Associate Professor, joint appointment with the Department of Psychology at the USC Dornsife College of Letters, Arts and Sciences

MC 2520
(323) 441-2970
.(JavaScript must be enabled to view this email address)
Web: dornsife.usc.edu/labs/az

Lisa Aziz-Zadeh is an associate professor at the Brain and Creativity Institute, the Department of Psychology, and the Division of Occupational Science and Occupational Therapy at the University of Southern California (USC). She is the director of the USC Center for the Neuroscience of Embodied Cognition. Her research center utilizes behavioral and neuroimaging methodology (MRI, fMRI, DWI) to better understand how rudimentary sensorimotor systems in the brain may underlie higher cognitive processing, such as language, social cognition, empathy, and creativity. Her current research also includes understanding how the gut-brain axis modulates behavior. This research includes both neurotypical populations as well as those with autism spectrum disorder, developmental coordination disorder, stroke, and other acquired and developmental neural differences. She has published numerous articles in high impact journals and her work has been supported by institutes such as the National Institute of Health, the Department of Defense, the American Heart Association, the Dana Foundation, and other institutes.

dornsife.usc.edu/labs/az
dornsife.usc.edu/bci/brain-and-action-program

Current projects include:

From Sensory-Motor to Social in Autism Spectrum Disorder (ASD)
Children with ASD often have both motor and sensory deficits in addition to the social deficits that are the hallmark of the disorder. However, the neurological basis of how those sensorimotor deficits relate to the core social deficits is poorly understood. Here we compare motor deficits in ASD to motor deficits in Developmental Coordination Disorder (DCD). Similarly, we compare sensory deficits in ASD to sensory deficits in Sensory Processing Disorder (SPD). In this way, we hope to better understand the relationship between sensory-motor processing to social deficits in ASD. This work is supported by an NIH R01 grant.
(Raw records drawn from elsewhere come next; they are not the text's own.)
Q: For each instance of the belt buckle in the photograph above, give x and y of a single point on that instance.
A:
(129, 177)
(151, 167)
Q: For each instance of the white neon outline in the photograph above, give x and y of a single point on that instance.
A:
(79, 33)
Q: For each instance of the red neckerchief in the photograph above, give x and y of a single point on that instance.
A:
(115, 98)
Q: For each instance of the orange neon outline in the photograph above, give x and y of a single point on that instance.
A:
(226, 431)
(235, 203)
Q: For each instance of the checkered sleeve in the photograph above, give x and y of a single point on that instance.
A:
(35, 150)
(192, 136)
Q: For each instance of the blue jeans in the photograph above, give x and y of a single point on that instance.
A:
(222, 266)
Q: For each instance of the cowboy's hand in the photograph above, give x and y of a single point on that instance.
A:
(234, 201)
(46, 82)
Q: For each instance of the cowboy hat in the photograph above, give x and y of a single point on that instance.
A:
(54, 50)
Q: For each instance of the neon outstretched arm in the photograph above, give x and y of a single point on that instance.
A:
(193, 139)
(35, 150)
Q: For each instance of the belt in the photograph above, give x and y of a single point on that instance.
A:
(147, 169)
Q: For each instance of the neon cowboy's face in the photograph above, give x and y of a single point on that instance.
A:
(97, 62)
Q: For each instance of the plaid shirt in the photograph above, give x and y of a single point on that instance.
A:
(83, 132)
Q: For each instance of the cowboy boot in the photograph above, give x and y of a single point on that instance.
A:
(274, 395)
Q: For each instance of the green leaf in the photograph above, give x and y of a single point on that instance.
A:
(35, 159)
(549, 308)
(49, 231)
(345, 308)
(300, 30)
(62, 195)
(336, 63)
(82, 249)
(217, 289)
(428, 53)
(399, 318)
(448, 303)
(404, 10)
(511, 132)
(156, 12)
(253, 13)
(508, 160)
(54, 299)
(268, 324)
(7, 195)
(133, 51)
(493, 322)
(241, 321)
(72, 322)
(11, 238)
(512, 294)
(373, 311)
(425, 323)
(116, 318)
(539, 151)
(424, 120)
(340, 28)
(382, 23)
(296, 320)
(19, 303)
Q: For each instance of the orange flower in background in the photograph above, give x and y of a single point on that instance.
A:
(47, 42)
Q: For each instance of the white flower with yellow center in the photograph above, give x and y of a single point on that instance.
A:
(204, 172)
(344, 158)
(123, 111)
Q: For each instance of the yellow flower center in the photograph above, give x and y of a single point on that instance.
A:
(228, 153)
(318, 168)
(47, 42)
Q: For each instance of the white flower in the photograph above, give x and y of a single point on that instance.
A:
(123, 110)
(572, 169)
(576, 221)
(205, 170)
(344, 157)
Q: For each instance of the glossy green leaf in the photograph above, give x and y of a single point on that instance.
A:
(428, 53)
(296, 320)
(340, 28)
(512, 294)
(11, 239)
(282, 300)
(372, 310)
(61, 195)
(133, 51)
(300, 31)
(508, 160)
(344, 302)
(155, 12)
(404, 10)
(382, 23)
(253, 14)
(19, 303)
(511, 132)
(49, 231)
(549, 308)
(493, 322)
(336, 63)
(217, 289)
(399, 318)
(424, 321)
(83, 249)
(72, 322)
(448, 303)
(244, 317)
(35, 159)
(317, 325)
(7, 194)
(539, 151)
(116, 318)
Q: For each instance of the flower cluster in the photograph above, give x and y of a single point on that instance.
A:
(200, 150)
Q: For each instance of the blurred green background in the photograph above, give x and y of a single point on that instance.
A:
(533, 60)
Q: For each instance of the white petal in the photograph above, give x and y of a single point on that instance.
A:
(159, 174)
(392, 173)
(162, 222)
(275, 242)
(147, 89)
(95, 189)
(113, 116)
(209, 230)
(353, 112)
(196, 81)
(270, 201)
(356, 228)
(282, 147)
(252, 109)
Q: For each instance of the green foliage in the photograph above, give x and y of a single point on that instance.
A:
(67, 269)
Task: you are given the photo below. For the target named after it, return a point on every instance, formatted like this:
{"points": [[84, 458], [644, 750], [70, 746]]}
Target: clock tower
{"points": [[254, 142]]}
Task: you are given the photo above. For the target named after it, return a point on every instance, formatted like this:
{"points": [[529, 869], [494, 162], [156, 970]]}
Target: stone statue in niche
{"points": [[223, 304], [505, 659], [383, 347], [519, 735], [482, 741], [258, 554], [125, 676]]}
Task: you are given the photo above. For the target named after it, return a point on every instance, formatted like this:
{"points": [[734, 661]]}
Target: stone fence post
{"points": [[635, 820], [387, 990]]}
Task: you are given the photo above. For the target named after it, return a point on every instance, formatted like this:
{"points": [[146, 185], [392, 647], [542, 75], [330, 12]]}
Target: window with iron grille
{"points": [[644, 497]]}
Relationship between the Gut Microbiome, the Brain, and Behavior
The gut has three times more neurons than the spinal cord, and most of those connections send information from the gut to the brain. Much of the signaling in the gut comes from metabolites produced by the gut microbiome. However the relationship between the gut microbiome, the brain, and behavior is poorly understood. Here we try to better understand this relationship in both typically developing individuals as well as individuals with ASD. This work is supported by a grant from the Department of Defense.

Embodied Semantics and communication
Most of our metaphors are embodied: we “handle” situations; we “kick-off” a new year; we “chew over” decisions. Using fMRI and behavioral studies we explore how language processing involves sensorimotor brain representations. We investigate both literal and metaphorical language. This work has been funded by IARPA and NIH.

The mirror neuron system post-stroke
How might we use our knowledge of the mirror neuron system to help motor recovery post-stroke? In a series of studies funded by the NIH, the American Heart Association, and the Dana Foundation, we explore how the mirror neuron system may be utilized for stroke neurorehabilitation. These studies use MRI, fMRI and behavioral data.